Serveuse dans un bar et cloîtrée dans un motel perdu dans le désert, Agnès vit dans la crainte du retour de son mari tout juste libéré de prison. Quand elle accueille Peter, un étrange et inquiétant vagabond, elle croit qu’il va combler son vide existentiel ; mais l’invasion d’insectes qu’ils sont seuls à voir les fait basculer tous deux dans la folie.

Analyse :

Au départ il y a deux personnalités fragiles : Agnès, culpabilisée par la disparition de son fils 8 ans plus tôt, et Peter, ancien marine qui se dit avoir été persécuté par l’armée. Dans ce couple à la complémentarité sado-masochiste cela ne tourne pas rond : il y a un « bug » ; et l’auteur décrit implacablement l’inexorable progression de l’emprise mentale d’un pervers paranoïaque ivre de toute puissance sur une fille solitaire, phobique, et comme intérieurement morte . La scène se passe dans le confinement, propre à tous les délires, de la chambre d’Agnès autour de qui bourdonnent les autres personnages, jusqu’à la dépersonnaliser totalement.
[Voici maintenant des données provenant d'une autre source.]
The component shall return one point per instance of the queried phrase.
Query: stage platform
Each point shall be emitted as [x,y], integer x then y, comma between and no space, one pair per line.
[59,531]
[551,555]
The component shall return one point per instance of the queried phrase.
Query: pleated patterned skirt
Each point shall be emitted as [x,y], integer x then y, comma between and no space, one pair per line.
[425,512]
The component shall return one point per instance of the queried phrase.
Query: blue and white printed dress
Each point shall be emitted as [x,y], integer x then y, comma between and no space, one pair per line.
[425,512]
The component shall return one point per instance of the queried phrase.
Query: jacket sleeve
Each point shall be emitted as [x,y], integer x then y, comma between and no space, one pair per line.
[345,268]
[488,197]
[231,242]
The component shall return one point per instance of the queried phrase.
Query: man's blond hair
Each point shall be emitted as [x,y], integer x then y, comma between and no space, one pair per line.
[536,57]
Cette démonstration clinique, qui est déjà un formidable document psychiatrique, est cependant bien plus que cela : le spectateur, -dont l’empathie est si vivement sollicitée par la façon dont sont filmées ces deux victimes qui s’accrochent l’une à l’autre-, s’identifie irrésistiblement à elles. Et le piège terrorisant, que quelques épisodes grand-guignolesques accentuent, se referme aussi bien sur lui que sur elles. Les insectes imaginaires que Peter traque au microscope, et dont il pense qu’ils lui ont été inoculés par le complexe militaro-politique, illustrent métaphoriquement le conditionnement mental et la dépossession de lui même qui menacent l’homme moderne. Contre cette effrayante contagion le cinéaste fait voir combien le monde extérieur est impuissant : ni le mari ni l’amie d’Agnès, ni le médecin de Peter, ni a fortiori de dérisoires obstacles matériels ne pourront prévenir le cauchemar psychédélique final.